A new kind of artificial protein-like molecule created at Ohio State University could lead to new drugs, medical treatments and faster computer chips.
‘Proteins come in so many shapes and sizes that they are able to perform a wide variety of functions,’ said Jonathan Parquette, assistant professor of chemistry at Ohio State. ‘We wanted to mimic that versatile structure in a synthetic form.’

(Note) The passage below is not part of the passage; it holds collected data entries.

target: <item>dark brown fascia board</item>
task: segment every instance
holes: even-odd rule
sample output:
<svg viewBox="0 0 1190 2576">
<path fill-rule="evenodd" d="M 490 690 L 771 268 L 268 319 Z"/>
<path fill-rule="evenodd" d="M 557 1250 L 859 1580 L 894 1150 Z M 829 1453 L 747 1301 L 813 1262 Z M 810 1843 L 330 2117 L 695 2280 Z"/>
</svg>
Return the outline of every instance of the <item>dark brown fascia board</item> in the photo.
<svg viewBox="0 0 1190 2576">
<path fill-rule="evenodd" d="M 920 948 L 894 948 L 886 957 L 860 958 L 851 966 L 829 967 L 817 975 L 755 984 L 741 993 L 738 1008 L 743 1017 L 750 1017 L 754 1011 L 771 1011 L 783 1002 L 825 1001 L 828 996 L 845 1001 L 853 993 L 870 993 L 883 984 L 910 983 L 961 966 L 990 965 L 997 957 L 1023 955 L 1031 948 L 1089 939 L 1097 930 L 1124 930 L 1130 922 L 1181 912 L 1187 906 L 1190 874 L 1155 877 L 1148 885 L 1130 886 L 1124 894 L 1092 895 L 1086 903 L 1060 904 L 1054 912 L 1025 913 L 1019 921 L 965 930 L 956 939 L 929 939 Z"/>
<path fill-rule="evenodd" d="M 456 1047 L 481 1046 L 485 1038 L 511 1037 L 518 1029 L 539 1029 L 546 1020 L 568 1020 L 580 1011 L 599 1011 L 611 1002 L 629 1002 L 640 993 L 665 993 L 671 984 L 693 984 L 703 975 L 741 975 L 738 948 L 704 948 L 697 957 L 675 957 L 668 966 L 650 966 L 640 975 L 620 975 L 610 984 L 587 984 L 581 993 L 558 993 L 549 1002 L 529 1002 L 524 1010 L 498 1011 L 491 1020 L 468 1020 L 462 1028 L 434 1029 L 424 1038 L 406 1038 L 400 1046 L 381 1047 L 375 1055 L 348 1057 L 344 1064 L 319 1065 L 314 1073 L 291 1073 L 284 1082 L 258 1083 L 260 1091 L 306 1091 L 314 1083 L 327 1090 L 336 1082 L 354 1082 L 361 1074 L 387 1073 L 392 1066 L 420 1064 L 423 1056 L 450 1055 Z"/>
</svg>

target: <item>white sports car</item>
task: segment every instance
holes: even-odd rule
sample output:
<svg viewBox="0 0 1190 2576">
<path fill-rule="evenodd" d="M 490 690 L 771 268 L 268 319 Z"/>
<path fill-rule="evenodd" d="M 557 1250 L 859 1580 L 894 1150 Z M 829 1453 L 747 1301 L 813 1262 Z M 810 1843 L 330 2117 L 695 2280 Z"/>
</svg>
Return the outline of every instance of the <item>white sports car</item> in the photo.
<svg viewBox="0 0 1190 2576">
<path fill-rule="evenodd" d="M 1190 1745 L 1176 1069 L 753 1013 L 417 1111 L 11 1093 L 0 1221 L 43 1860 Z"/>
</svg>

Parquette and his students built the molecules, called dendrimers, from tiny, plastic filaments. Researchers have long tried to mimic the shape of proteins using dendrimers, but the Ohio State group is said to be the first to coax the soft, tangled filaments to maintain a shape that suits needed applications.
The sub-biomedical microelectromechanical (BioMEM) molecule is shaped like a sphere and is supported by branching beams of polymer inside, with hollow portions that could theoretically hold drugs or other chemicals.
Ultimately, synthetic proteins could act as devices to deliver medicine to tumours or other sites of disease in the body. They could also act as catalysts for chemical reactions that produce drugs, or form computer chips for light-responsive molecular electronics.
For these molecules to perform such tasks, the outer shell would have to open and close on cue, Parquette explained. A molecule could locate a tumour, for instance, and unravel its structure to release cancer-fighting medicine from within.
‘Along the outside of the molecule, the atoms fasten together like a zipper,’ Parquette explained. ‘Getting them to zip up is half the puzzle. Getting them to unzip on demand is the other half.’
With chemicals, the researchers caused the normally long, stringy dendrimers to fold into a protein-like shape. Then they added other chemicals that bound themselves to select sites along the dendrimers, effectively zipping together layers of folds and stiffening the structure overall.
Currently, Parquette and his colleagues are investigating whether light could be used as a stimulus to make the dendrimers unfold. If so, the protein-like molecules could form the basis for extremely tiny, very fast computer chips.
Whereas semiconductor computer chips carry a digital signal of ‘one’ or ‘zero’ based on the presence of an electron, molecular computer chips stimulated by light from fibre optics could carry a signal based on whether individual molecules were ‘zipped’ or ‘unzipped.’
‘On the nanoscale, it seems that atoms have a way of co-operating together to assume certain structures for specific functions,’ said Parquette. ‘If we can learn to harness that cooperativity, we may be able to form better synthetic molecules.’
Parquette described his work in September at the BioMEMS and Biomedical Nanotechnology World 2001 meeting in Columbus, Ohio.